Identify Container Memory (MEM) consumption (what uses all the memory?)

I got a container (registry.access.redhat.com/ubi8/ubi-minimal) which runs a bash script (move files) in indefinitely loop
This test is with 900 files every minute and each file is ~ 1 KB (just a small XML)

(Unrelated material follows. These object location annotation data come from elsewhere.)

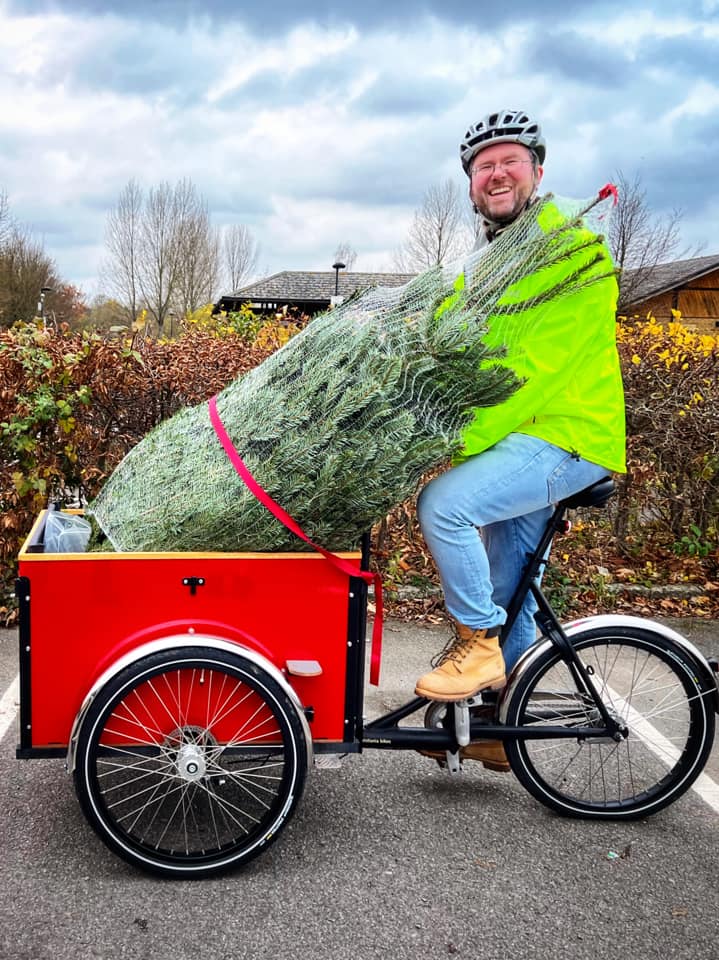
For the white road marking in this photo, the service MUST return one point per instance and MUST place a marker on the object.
(9, 706)
(704, 786)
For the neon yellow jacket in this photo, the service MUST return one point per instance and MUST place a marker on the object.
(566, 353)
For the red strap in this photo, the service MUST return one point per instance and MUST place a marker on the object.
(609, 190)
(339, 562)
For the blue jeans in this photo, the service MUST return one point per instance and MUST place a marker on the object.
(507, 492)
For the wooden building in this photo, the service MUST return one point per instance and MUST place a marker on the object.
(690, 286)
(305, 291)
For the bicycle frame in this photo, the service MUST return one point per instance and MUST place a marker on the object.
(386, 733)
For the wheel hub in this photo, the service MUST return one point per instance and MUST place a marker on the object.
(190, 762)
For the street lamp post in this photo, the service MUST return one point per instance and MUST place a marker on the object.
(337, 267)
(41, 304)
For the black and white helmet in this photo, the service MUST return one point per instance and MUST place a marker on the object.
(505, 126)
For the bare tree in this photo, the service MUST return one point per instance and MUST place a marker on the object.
(199, 257)
(639, 240)
(164, 254)
(439, 230)
(25, 269)
(240, 254)
(122, 239)
(345, 254)
(6, 221)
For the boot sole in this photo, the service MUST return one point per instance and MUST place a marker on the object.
(494, 685)
(497, 767)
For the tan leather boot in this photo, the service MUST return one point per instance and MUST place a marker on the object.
(472, 662)
(490, 754)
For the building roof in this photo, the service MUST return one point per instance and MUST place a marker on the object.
(668, 276)
(305, 286)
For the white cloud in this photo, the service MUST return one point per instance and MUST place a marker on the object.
(322, 133)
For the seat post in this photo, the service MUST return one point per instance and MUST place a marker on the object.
(535, 560)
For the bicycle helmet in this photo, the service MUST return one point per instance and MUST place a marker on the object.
(505, 126)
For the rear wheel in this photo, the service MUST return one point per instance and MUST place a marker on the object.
(190, 761)
(647, 683)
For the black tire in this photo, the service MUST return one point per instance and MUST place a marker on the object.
(654, 686)
(190, 761)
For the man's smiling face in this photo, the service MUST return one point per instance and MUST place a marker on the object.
(503, 177)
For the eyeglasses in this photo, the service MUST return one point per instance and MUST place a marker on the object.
(508, 166)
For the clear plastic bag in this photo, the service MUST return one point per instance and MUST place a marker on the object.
(66, 533)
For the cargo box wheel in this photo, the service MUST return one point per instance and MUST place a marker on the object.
(190, 761)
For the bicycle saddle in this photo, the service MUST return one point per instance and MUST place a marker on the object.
(595, 495)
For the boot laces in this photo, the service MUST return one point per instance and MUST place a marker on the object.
(455, 649)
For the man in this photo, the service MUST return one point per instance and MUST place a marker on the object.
(560, 432)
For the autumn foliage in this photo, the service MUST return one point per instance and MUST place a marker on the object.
(72, 404)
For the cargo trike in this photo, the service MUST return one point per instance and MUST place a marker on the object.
(190, 692)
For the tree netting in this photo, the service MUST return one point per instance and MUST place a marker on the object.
(340, 424)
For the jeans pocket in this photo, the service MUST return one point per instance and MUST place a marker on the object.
(559, 483)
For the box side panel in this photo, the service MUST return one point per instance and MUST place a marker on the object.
(85, 613)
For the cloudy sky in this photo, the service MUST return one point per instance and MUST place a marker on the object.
(317, 123)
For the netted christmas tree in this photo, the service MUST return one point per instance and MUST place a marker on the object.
(340, 424)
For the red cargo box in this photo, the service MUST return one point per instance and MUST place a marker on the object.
(80, 613)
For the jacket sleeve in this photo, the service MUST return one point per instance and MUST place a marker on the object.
(548, 345)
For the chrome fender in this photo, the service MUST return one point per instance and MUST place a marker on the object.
(608, 620)
(186, 642)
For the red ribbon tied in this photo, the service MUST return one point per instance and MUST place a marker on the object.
(338, 562)
(609, 190)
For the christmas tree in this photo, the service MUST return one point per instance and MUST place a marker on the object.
(340, 424)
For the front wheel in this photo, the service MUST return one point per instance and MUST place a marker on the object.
(651, 687)
(190, 761)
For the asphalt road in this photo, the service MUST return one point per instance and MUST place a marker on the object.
(386, 857)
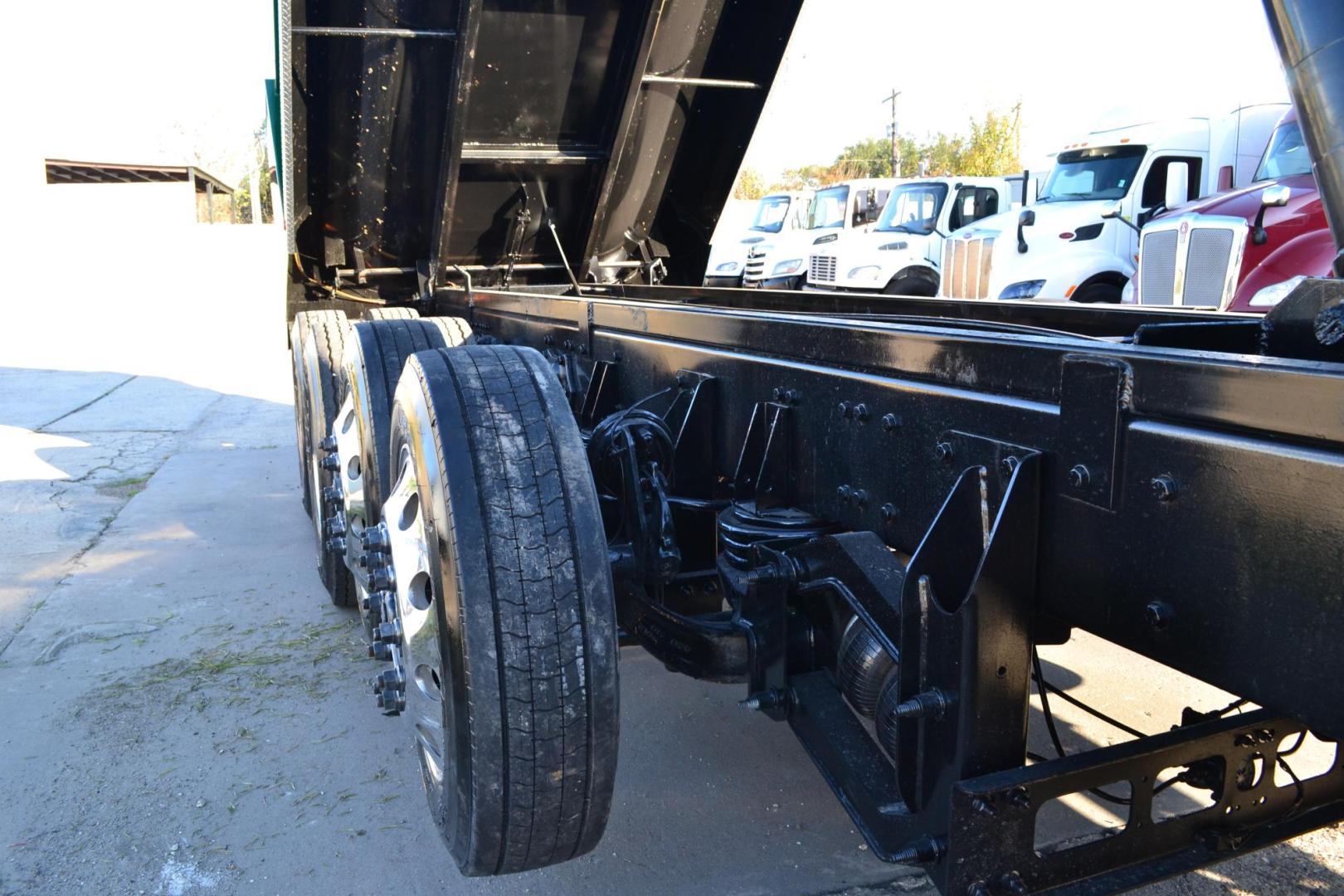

here part of the yml file including the cmd executed by the pod
command: ["/bin/sh", "-c", "shopt -s nullglob && while true ; do for f in $vfsourcefolder/*.xml ; do randomNum=$(shuf -i $FolderStartNumber-$FolderEndNumber -n 1) ; mkdir -p $vfsourcefolder/$vfsubfolderprefix$randomNum ; mv $f $_ ; done ; done"]
livenessProbe:
exec:
command: ["/bin/sh", "-c", "test $checkFiles -gt $(ls -f $vfsourcefolder | wc -l)"]
initialDelaySeconds: 15
periodSeconds: 15
timeoutSeconds: 3
resources:
requests:
memory: 256Mi
cpu: 25m
limits:
memory: 4Gi
cpu: 2
after running for ~3days it consumes 3 GB of memory (according to kubectl top)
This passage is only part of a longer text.